Hi-fi enthusiasts talk a lot about the effects of the wire that is used to interconnect audio equipment. As with many things audiophiles are concerned with, this is a case of valid basic principles followed to extremes. Herewith; a rational point of view:

The prime concerns for microphone cables are flexibility and durability. The main difference between a cheap cable and an expensive one is the effectiveness of the shield. The connectors are expensive enough that no one has thought to gold plate them.

Balanced line cables are identical to mic cables. High impedance unbalanced connections are somewhat sensitive to the kind of wire used. With shielded wire, there is some capacitive coupling between the center conductor and the shield. Capacitive coupling acts as a low impedance path for signals of high frequency. Since current follows the path of least impedance, a capacitive cable connected to a high impedance input will show a low pass characteristic; in other words, some high frequency energy will be shorted out. The actual frequency at which this is apparent depends on the material the cable is made of, the length of cable, and the actual input impedance of the device. In my experience, with typical equipment and ordinary cable, the problem develops with runs longer than twenty feet. The only exception is with phono inputs, which with their extremely high impedance are sensitive to cables longer than three feet. There is no point in gold plating a phono plug unless it is connected to a gold plated jack[4]. (The gold is supposed to prevent the buildup of resistive corrosion.
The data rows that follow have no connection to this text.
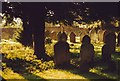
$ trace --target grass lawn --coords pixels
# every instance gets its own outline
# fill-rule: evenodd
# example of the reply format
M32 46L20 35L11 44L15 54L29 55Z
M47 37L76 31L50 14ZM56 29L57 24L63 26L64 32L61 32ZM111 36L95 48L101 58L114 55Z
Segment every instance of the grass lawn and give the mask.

This can happen with nickel plated connectors if they are in a warm humid place, but the corrosion is removed each time the plug is inserted. Anyway, it is the jack that corrodes, not the plug.)
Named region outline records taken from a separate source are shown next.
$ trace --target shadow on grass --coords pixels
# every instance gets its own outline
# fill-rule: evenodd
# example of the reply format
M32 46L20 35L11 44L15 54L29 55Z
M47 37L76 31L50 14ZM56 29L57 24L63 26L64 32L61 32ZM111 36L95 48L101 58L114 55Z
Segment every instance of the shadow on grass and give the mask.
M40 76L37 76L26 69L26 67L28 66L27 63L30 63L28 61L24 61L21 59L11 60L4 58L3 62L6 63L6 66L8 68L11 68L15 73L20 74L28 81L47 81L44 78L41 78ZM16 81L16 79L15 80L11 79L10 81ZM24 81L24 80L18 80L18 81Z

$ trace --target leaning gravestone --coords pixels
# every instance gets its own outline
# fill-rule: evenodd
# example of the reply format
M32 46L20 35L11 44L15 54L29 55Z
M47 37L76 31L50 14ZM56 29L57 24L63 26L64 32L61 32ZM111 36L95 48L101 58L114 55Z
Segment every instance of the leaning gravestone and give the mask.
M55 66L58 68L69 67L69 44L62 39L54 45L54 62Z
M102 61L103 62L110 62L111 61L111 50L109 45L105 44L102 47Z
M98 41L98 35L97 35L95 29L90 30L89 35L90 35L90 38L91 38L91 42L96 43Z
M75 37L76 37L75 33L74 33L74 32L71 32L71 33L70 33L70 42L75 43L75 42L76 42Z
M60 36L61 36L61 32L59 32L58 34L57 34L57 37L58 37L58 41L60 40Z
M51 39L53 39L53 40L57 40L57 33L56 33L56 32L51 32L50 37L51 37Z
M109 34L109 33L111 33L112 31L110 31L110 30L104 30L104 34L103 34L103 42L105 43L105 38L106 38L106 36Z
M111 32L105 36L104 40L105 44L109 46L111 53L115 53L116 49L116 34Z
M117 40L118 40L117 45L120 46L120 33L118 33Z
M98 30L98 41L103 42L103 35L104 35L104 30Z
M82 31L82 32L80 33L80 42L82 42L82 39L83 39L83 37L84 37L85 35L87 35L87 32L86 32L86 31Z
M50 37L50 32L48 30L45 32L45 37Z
In speaker wires the important issue is resistance of the wire itself. With circuit elements connected in series, the voltage across each is proportional to the impedance of each. If a speaker impedance is eight ohms, and the wire impedance is two ohms, twenty percent of the power of the amplifier will be used up in the wire. The resistance of a piece of wire depends on its length and thickness, or gauge[5]. A six foot chunk of #22 "speaker wire" sold by Radio Shack measures 0.3 ohms, so you probably should not use it for very long runs (I never use the stuff). Ordinary #18 lamp cord ("zip cord") is less than a third as resistive, and I routinely use it for runs of up to twenty feet or so. For very long runs, I use #14 electrical cable and count on some power loss. You can buy huge cables with very low loss over fairly long runs, but the cost of the cable is more than the cost of the wattage you are wasting. You should never use shielded cable for speaker leads.

Digital Wire

Digital audio signals are commonly carried by two main kinds of connection, which differ in the format of the data as well in electrical characteristics and types of connector. AES/EBU is the transmission standard used with professional gear. It uses balanced cable with XLR connectors. You can routinely run cables for 100 meters without fuss. Most consumer grade equipment (and a lot of pro gear as an option) follows the SP/DIF standard, invented by Sony. Phono connectors are used, with video quality coaxial cable.
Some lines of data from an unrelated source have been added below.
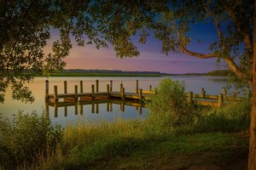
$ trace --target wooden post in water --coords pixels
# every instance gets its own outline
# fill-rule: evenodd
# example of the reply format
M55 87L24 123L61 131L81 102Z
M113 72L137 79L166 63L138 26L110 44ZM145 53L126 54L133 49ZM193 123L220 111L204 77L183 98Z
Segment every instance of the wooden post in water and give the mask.
M80 115L84 115L84 105L82 104L80 104Z
M193 92L189 92L189 103L193 104Z
M99 92L99 80L96 81L96 92L98 93Z
M99 104L96 104L96 113L99 113Z
M45 81L45 100L48 99L49 95L49 80Z
M122 90L123 90L123 82L120 82L120 94L122 94Z
M224 97L226 97L227 96L227 88L224 88L222 90L223 90Z
M79 105L78 105L78 103L75 103L74 107L75 107L75 115L79 115Z
M109 110L113 111L113 104L109 102Z
M206 91L205 91L205 88L201 88L201 98L202 99L205 99L206 98Z
M83 81L80 81L80 93L84 93L84 89L83 89Z
M109 112L109 100L107 101L107 111Z
M64 107L64 116L67 116L67 107Z
M95 99L95 89L94 89L94 84L91 85L91 98L92 99Z
M139 101L142 101L143 100L143 89L140 88L139 90Z
M136 94L138 94L138 80L136 80Z
M57 86L54 86L55 88L55 94L54 94L54 98L55 102L59 100L58 99L58 87Z
M218 94L218 106L222 107L223 105L223 94Z
M121 103L121 105L120 105L120 110L123 111L123 112L125 111L125 102Z
M109 92L113 91L113 81L109 81Z
M91 113L95 112L95 105L94 102L91 103Z
M234 92L233 93L234 100L236 100L236 97L237 97L237 94L236 94L236 92Z
M67 81L64 81L64 94L67 94Z
M58 105L55 105L55 117L58 117Z
M122 99L125 99L125 88L122 88L121 90L121 97L122 97Z
M140 115L143 114L143 105L142 105L142 103L140 103L140 105L139 105L138 112L139 112Z
M107 84L107 96L108 96L108 98L109 97L109 93L110 93L109 84Z
M75 100L77 101L79 99L79 95L78 95L78 85L74 86L74 92L75 92Z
Optical cable is sometimes used for digital audio. The cable used is an inexpendisve plastic kind, so it's limited in length to 1 meter. AES and SP/DIF wiring can be reasonably long, but to really get down the street, you need a glass optical system with special translator boxes.

In any digital interconnection, extra care must be taken with the quality of the connections. The high bit rate involved makes the signal behave like a video signal. A bad solder joint or corroded terminal can cause the signal to be reflected back down the wire (signals can go both ways in wire, just a sound can go both ways in air). This causes ghosts in video signals, and data errors in digital signals.